Under these circumstances, respondent has failed to prove she is entitled to retroactive modification. See Gorz v. Gorz, 552 N.W.2d 566, 569 (Minn. App. 1996) (party seeking modification has burden of proof). In particular, she presented no evidence to prove that appellant intentionally failed to disclose his income status to the county, that she was induced to act by his omissions, or that she relied on his failure to disclose. See M.H. v. Caritas Family Servs., 488 N.W.2d 282, 289 (Minn. 1992) (setting out elements of intentional misrepresentation). Nor did respondent present any evidence to prove that she was precluded from serving a modification motion by appellant's actions or omissions. Cf. Johnson v. Johnson, 533 N.W.2d 859, 861, 866 (Minn. App. 1995) (mother entitled to retroactive modification where father required by judgment and decree to verify his income by providing copies of pay stubs and tax returns to mother, and father "had repeatedly refused [mother's] verbal requests for these [income] records and only responded after her attorney sent him a written demand"). Rather, by not taking any action for six years, she may be deemed to have waived her claim to retroactive modification. Cf. Hicks v. Hicks, 533 N.W.2d 885, 886 (Minn. App. 1995) (decrease in support could not be made retroactive to date obligor first served motion two years earlier, because obligor abandoned motion by failing to pursue it, conducting no discovery, and presenting no evidence).

We therefore conclude that, based on the record before us, the district court abused its discretion in determining that appellant had committed a material misrepresentation that precluded respondent from earlier moving to modify appellant's child support obligation at an earlier date, as required by statute. See Moylan v. Moylan, 384 N.W.2d 859, 864 (Minn. 1986) (trial court's broad discretion to modify child support must be exercised within limits set out by legislature).
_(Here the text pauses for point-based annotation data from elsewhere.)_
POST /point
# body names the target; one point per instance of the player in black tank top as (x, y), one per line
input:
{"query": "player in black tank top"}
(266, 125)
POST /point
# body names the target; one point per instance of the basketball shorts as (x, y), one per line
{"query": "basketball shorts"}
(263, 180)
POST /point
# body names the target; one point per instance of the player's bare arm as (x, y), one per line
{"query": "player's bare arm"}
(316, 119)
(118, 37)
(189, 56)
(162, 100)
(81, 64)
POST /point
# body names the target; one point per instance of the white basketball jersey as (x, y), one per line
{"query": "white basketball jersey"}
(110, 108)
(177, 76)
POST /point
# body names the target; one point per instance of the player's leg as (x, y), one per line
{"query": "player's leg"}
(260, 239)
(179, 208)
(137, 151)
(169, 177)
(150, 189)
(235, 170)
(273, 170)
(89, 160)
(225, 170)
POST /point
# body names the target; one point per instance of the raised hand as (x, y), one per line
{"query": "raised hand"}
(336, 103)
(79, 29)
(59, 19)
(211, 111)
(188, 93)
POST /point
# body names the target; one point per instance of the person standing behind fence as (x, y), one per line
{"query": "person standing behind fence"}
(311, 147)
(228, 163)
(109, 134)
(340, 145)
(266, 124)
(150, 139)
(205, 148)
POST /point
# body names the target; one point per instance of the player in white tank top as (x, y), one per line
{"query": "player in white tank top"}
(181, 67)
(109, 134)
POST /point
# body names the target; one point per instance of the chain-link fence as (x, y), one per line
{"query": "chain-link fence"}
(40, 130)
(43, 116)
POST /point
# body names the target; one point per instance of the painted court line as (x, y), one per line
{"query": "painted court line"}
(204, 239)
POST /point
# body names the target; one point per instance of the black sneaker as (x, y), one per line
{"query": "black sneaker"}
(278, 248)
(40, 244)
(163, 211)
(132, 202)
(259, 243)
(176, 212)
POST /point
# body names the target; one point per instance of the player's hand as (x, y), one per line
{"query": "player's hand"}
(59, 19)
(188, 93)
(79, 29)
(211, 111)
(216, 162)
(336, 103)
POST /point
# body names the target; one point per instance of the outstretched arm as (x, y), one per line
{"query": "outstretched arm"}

The district court in this case awarded respondent $1,500 in attorney fees "based on [appellant's] failure to comply with the [1991 order] requiring him to report his income status" to the county. This sole finding suggests that the district court considered the award justified by appellant's conduct. Minn. Stat. § 518.14, subd. 1 (1996) (court may award need-based or conduct-based attorney fees). However, because there is no evidence that appellant's conduct was intentional or willful, there is no basis for awarding conduct-based fees. Nor is there any basis for a need-based award in this case: documents submitted at the initial January 1997 hearing show that the parties have roughly equal incomes and expenses.

Thus, the award of attorney fees is unsupported by the record or by adequate findings, and we reverse it as an abuse of the district court's discretion. Cf. Rutten v. Rutten, 347 N.W.2d 47, 50 (Minn. 1984) ("There must be a clearly erroneous conclusion that is against logic and the facts on the record before this court will find that the trial court abused its discretion."); Richards v. Richards, 472 N.W.2d 162, 166 (Minn. App. 1991) (where record would have supported affirmance of attorney fee award, but trial court made no findings, remand required).


[ ]1 That 1991 order required appellant to report his income status to Anoka County Support Enforcement. On a monthly basis [appellant] shall provide copies of his pay stubs or other documents showing his income for the month. Additionally, [appellant] shall provide to Support Enforcement a complete copy of his income tax returns, including all supporting schedules, by April 30 of each year.